Jo Reimer, artist living and working in Portland Oregon
Wednesday, June 23, 2010
Making Journals from Scratch, continued
“When you bind an art journal do you paint your pages before you bind the book or after it’s bound?”
Pages can be prepared either way. If you like the experience of opening a fresh journal with pristine white pages then go ahead and bind the paper into a book format using whatever binding structure you want… or skip the binding step and buy a blank book. My first art journals were blank coil bound books but once I learned that I could choose my own paper and bind it myself that’s what I’ve done, (pictured above). I especially like gutting an old book that’s no longer useful and adding my own signatures using a good paper. There are lots of books, YouTube videos, and online tutorials/ classes that will walk you through the process.
My first self-bound art books were made following Teesha’s instructions here.
Other times, especially when I’m making a theme journal I’ll paint a few pages of a good paper and then tear it down and bind it as a coverless book. One such book is Teesha Moore’s 16 page journal.
I have a large stash of paper that has watercolor or acrylic paint on one side that I worked on in a class or as experiments that didn't come to completion, work that isn't frame-able the way it is. This paper is perfectly good and I keep it because I can't bear to throw away expensive paper, knowing that I can re-purpose it. That's what I often use for my journals and that’s what I used for my Nature Journal. Sometimes I do nothing further to the paper before tearing it down and other times I paint the other side in similar colors so there'll be continuity of color throughout the book.

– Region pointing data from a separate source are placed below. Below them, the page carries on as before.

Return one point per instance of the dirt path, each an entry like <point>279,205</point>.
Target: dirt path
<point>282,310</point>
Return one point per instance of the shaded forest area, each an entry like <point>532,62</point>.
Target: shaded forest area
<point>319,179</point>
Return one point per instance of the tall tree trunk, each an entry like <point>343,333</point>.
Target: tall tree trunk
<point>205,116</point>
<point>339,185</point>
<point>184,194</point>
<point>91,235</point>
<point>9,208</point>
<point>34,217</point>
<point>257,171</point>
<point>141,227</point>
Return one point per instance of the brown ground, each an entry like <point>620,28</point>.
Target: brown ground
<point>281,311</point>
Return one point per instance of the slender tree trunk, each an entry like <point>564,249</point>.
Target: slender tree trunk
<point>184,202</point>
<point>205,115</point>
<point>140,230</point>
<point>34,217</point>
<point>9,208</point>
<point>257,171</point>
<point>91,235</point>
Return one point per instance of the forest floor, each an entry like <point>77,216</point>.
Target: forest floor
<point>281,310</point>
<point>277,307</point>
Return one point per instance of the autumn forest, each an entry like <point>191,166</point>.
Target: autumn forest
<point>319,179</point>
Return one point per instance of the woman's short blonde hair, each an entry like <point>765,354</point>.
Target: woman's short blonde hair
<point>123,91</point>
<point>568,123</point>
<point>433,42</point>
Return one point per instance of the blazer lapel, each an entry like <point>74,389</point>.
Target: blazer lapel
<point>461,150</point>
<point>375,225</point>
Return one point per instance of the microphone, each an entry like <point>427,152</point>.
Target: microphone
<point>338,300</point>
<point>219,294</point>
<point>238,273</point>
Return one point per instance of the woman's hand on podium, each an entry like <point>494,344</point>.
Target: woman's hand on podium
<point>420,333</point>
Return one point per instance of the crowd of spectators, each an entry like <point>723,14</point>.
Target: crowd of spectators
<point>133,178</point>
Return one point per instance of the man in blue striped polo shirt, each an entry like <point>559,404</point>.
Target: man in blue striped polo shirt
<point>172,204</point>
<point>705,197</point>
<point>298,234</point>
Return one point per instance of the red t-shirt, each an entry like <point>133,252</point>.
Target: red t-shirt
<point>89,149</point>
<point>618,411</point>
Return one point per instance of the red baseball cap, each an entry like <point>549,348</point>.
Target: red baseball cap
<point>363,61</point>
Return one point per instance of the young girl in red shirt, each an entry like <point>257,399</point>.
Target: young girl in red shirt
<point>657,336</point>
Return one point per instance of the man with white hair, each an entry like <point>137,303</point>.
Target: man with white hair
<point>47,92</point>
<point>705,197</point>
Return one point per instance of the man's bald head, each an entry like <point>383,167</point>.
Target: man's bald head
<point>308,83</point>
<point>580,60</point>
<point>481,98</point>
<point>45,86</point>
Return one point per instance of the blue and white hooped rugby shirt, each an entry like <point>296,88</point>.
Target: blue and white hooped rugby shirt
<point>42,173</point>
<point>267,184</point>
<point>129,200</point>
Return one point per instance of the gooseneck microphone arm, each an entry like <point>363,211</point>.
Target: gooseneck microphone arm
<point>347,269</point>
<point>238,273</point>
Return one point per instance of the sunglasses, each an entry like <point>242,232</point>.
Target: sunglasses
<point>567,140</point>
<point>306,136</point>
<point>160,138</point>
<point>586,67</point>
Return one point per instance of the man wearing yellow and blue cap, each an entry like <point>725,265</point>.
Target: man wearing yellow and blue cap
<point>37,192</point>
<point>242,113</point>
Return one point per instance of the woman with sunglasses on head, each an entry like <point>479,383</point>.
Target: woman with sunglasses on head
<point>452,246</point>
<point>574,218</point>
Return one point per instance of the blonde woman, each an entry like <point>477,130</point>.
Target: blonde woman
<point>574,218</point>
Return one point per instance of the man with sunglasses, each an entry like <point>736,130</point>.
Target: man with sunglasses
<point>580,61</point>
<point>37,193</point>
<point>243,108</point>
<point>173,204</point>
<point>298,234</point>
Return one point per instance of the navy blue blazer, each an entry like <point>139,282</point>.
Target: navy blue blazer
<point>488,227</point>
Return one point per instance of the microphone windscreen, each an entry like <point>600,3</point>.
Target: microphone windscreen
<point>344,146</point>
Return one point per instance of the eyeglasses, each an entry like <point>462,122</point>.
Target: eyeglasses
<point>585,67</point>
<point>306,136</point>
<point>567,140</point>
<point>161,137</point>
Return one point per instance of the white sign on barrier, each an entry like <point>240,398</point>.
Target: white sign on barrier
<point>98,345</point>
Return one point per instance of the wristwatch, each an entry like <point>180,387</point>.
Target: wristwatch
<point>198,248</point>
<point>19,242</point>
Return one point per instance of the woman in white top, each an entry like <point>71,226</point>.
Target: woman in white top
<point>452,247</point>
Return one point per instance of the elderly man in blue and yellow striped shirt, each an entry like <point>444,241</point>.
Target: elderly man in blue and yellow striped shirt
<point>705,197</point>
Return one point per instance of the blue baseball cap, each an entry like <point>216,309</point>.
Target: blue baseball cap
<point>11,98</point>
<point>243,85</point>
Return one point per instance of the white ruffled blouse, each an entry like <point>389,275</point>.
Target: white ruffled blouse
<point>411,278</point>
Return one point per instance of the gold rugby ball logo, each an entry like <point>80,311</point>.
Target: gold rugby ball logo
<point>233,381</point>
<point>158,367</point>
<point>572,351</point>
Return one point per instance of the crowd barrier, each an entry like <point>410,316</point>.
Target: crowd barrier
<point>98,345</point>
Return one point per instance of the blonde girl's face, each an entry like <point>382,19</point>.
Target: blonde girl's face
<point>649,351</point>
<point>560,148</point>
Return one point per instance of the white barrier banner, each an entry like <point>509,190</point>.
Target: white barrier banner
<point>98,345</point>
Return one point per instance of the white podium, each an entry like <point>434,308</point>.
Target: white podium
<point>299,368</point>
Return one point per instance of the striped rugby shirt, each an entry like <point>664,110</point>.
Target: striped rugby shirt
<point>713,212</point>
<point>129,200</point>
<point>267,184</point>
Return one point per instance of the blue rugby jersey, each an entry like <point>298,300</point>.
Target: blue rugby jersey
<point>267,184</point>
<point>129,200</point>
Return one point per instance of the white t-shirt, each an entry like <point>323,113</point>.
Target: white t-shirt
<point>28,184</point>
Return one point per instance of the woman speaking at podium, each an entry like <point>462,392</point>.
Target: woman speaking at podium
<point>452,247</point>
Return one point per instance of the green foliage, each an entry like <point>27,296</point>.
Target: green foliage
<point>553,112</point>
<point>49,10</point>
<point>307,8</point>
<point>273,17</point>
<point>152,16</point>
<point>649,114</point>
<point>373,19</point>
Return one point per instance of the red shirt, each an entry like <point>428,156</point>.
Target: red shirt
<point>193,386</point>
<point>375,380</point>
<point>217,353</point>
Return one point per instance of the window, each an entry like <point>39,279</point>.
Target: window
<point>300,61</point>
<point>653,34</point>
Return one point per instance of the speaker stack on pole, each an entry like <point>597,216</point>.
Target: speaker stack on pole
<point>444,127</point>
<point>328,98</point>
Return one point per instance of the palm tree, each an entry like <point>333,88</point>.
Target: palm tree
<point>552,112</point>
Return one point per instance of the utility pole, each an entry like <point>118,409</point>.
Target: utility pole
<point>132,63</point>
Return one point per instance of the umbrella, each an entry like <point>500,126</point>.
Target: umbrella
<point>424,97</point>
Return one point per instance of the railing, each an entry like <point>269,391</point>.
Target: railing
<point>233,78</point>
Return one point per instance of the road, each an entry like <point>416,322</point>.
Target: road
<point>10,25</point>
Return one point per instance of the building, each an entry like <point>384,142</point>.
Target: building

For the Nature Journal I wanted to push back the color that was already on both sides of the paper so I tore it down to page-spread size and smooshed white gesso over the paint using a broad palette knife and a credit card as a squeegee. Gesso gives strength to the pages, keeps them flexible, and provides a good painting surface for acrylic paint or as a base for collage when using acrylic medium for the adhesive as I most often do.